Hobart 1848
On Being Sentenced to Transportation

I dread not the dangers by land or by sea
That I'll meet on my voyage to Botany Bay
My labours are over, my vocation is past
And 'tis there I'll rest easy, and happy at last

[Collected by Bob Reece from the Kilkenny Journal of 18 January 1832]

The Poet's Introduction

My name is Francis MacNamara 
A native of Cashell in the county Tipperary 
Sworn tyranny’s foe 
And while I’ve  life I’ll crow 
(From the bushranger Martin Cash, c1870)

On Being Sentenced to Solitary Confinement (on the Phoenix Hulk)

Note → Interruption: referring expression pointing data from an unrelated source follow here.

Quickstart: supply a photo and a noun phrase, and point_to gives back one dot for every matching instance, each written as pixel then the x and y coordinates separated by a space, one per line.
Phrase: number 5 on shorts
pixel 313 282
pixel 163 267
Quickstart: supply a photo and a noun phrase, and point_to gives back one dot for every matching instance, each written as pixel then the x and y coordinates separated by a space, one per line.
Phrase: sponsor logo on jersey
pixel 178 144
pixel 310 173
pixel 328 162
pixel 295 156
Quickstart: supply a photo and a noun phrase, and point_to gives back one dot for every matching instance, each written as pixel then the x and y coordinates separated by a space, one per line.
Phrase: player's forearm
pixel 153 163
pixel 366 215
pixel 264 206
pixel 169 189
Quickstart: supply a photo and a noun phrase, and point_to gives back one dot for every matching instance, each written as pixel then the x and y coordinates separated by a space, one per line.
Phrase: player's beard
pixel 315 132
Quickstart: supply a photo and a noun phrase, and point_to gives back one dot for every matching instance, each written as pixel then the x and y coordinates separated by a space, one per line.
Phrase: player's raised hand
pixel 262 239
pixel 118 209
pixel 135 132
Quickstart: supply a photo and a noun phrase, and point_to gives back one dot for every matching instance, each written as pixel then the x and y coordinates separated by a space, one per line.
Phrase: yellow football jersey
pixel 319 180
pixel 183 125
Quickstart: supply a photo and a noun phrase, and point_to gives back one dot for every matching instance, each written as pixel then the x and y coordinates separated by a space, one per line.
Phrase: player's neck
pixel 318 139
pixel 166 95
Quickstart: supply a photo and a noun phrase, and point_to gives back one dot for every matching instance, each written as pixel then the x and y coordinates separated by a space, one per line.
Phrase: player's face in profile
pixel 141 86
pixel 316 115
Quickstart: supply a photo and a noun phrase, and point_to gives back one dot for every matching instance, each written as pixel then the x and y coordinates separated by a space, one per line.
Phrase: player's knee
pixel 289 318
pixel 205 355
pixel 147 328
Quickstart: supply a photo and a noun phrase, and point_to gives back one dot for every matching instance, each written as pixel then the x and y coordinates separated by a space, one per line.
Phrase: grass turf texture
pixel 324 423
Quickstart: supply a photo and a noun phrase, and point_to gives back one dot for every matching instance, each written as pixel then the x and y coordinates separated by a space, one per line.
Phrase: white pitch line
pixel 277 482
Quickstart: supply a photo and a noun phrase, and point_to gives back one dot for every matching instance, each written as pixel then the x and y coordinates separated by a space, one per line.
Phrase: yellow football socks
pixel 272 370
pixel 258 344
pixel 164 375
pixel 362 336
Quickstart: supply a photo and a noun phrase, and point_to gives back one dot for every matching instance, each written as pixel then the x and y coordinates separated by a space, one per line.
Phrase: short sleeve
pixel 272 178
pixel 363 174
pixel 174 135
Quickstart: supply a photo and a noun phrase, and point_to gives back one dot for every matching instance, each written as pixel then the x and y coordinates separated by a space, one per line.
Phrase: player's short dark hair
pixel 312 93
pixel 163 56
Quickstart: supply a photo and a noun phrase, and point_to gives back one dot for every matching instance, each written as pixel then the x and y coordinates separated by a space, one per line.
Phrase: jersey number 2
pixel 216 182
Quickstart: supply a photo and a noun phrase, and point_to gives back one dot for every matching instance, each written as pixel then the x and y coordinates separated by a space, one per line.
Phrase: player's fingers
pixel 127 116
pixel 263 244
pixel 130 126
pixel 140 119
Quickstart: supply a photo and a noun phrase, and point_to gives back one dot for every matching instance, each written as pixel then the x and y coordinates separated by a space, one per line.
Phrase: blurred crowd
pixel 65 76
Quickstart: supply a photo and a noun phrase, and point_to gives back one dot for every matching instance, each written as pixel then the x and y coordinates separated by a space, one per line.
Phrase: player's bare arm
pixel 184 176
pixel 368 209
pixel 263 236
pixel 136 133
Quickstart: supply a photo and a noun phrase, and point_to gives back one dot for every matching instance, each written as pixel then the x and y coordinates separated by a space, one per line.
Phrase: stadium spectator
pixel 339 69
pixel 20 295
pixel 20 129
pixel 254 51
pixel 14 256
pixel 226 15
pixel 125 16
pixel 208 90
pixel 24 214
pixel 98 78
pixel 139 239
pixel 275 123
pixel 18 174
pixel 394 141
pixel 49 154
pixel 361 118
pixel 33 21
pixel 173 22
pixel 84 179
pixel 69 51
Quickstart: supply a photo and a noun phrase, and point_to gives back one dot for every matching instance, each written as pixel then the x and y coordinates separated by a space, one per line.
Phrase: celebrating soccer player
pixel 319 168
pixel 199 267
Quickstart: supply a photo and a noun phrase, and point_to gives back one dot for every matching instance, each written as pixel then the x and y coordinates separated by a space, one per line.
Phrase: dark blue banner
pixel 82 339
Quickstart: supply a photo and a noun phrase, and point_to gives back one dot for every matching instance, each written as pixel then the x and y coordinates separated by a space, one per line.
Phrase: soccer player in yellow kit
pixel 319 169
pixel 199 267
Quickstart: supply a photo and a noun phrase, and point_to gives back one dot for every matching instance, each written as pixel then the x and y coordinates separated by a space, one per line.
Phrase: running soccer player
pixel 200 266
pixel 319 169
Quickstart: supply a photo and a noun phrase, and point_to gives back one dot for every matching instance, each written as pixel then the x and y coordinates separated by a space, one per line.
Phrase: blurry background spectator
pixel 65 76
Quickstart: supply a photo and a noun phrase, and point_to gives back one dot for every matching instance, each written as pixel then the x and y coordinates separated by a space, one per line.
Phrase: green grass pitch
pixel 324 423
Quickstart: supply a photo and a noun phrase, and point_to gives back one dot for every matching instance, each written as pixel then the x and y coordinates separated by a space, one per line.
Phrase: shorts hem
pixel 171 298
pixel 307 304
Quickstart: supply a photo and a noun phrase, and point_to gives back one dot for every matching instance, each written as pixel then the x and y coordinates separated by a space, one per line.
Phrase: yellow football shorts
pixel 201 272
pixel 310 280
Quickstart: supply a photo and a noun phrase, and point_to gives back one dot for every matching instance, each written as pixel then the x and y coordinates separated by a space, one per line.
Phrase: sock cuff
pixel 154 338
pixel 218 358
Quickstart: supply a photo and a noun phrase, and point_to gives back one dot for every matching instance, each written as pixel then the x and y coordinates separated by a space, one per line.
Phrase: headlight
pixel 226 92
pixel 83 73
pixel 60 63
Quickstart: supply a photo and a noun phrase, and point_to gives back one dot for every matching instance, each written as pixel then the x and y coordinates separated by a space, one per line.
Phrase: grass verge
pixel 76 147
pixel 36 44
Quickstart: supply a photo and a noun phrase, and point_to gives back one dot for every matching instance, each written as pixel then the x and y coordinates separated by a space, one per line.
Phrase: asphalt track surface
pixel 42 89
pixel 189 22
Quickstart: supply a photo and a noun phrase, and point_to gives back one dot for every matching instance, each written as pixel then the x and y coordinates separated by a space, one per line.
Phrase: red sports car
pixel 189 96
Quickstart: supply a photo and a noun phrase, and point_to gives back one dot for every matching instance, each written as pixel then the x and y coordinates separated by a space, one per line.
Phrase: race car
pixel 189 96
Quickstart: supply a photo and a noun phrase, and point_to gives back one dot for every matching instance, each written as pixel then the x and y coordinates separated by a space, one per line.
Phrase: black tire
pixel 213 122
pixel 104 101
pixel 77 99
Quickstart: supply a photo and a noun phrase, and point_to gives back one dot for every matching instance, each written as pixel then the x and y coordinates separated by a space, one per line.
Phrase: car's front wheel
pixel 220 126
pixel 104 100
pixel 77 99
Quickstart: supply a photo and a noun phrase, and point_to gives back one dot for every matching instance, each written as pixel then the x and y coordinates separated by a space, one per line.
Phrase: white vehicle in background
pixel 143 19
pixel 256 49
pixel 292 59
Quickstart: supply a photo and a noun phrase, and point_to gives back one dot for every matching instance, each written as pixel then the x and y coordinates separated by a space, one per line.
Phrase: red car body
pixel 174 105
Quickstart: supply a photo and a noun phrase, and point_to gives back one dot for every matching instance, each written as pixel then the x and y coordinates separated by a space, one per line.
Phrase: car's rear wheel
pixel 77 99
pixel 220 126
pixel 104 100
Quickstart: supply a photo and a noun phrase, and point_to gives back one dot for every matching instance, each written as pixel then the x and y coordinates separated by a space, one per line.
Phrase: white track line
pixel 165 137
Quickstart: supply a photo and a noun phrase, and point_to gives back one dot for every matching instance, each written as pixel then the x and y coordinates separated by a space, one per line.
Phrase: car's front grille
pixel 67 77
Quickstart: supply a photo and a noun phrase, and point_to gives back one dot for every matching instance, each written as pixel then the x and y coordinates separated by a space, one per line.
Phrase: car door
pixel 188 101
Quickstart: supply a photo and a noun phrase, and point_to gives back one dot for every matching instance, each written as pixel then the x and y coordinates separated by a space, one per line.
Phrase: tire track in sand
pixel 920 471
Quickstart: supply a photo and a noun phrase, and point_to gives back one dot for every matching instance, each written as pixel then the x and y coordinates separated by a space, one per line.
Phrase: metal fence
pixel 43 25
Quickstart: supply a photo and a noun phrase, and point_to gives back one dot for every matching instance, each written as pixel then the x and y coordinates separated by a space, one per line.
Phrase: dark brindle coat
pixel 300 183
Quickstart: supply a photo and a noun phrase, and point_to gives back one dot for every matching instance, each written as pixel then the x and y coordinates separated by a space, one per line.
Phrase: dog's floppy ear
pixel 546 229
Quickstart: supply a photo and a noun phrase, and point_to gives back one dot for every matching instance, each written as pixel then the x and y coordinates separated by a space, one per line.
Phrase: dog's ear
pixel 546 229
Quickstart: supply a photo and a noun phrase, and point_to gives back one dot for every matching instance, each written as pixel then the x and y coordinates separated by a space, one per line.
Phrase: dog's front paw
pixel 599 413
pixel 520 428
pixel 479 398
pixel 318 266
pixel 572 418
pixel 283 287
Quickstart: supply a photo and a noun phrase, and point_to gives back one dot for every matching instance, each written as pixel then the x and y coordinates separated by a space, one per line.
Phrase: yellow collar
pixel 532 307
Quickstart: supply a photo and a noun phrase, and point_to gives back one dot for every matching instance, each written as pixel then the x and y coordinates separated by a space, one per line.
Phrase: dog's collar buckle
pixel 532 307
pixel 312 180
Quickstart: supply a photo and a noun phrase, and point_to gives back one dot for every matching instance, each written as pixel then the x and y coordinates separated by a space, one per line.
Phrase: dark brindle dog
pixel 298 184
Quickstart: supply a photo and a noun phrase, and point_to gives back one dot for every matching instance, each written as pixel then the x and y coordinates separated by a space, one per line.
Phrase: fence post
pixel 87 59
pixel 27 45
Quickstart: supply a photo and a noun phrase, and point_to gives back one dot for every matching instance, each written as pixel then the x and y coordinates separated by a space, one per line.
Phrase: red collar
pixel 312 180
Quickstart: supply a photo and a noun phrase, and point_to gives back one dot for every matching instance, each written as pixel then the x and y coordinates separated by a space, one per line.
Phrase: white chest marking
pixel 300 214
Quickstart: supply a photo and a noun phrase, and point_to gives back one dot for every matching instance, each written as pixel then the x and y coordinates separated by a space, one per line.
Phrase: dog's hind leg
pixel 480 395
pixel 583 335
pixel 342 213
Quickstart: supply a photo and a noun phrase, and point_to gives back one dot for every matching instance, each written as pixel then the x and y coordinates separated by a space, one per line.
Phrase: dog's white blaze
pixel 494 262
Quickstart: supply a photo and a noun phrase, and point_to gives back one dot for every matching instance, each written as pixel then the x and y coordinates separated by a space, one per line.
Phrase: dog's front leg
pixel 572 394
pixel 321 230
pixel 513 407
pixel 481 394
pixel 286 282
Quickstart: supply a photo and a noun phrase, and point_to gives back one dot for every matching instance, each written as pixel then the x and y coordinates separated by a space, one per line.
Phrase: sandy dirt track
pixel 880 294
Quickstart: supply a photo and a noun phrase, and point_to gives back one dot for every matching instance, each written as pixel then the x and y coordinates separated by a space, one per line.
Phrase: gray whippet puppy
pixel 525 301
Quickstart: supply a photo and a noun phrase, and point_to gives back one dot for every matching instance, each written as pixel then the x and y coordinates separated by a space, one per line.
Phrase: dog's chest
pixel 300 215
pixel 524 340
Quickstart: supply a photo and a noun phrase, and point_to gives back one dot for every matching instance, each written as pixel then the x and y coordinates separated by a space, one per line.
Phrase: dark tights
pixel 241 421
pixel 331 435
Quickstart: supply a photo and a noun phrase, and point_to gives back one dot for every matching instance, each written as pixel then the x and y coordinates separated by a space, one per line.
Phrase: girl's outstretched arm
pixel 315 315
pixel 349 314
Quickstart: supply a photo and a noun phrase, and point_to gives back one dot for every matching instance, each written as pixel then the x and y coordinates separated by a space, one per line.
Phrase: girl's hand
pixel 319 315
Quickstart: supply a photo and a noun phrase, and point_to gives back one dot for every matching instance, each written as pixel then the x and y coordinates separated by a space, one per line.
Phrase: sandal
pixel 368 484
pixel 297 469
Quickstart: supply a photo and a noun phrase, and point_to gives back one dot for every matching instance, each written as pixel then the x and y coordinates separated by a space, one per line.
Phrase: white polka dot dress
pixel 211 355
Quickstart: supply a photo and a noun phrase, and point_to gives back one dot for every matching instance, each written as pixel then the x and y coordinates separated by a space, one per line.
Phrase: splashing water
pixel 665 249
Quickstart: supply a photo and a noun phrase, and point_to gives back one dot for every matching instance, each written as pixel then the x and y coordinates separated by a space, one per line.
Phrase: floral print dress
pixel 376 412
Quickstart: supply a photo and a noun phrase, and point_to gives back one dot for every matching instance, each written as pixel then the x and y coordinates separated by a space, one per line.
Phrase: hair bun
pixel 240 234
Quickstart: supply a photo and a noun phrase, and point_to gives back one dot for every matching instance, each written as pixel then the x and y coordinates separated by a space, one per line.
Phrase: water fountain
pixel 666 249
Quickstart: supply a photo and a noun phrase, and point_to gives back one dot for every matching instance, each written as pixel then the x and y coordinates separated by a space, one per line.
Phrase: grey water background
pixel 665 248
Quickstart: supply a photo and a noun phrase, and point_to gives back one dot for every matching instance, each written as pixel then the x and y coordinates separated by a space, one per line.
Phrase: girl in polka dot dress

Captain Murray, if you please
Make it hours instead of days
You know it becomes an Irishman
To drown the shamrock when he can
[from the bushranger Martin Cash, c1870]


Captain Logan, if you plaze
Make it hours instead of days

You know it's the way with the Irishman
To drink the craythur whenever he can;             
And, now, your Worship, if you plaze,       
Make it hours instead of Days;
For I'm sure it's well you know it
That they call me Frank the Poet.
[Scone Advocate 18 June 1926]

Captain Innes, all I have to say
Is, that you know 'tis Patrick's day,  
And it well becomes an Irishman,
To wet his Shamrock if he can.
[Hobart Town Courier, 10 April 1840.]

Convict's Toast

Oh, bull, oh, bull, what brought you here
You've ranged these hills for many a year
You've ranged these hills with sore abuse
And now you're here for poor Frank's use
[the Launceston Examiner 10 September 1885.]

six more variants

Oh Beef! Oh Beef! What brought you here?
You've roamed these hills for many a year.
You've felt the lash and sore abuse,
And now you're here for prisoners' use.

'Oh! Redman, Redman how came you here?
You served the Gov'ment many a year
With blows and kicks and with much abuse
And now you are here for convicts' use'.

"Redman, Redman, what brought you here ? 
You've carted wood from many a tier.
And now, worn out by sore abuse,
You're salted down for convicts' use."
[the Australasian, 16 February 1889.] 

"Bullock, bullock, what brought you here ?
You've wandered far for many a year
O'er hills and dales; you've had sore abuse, 
And now, you brute, you're brought for Frank the Poet's use."
[the Australasian, 2 March 1889.]

"Oh, bull ! oh, bull ! what's brought thee here?
 Thou'st been dragging sawn stuff this many a year,
With whips and oaths and foul abuse,
 And now brought here for convict use."
[Daily Telegraph (Launceston), 9 February 1895]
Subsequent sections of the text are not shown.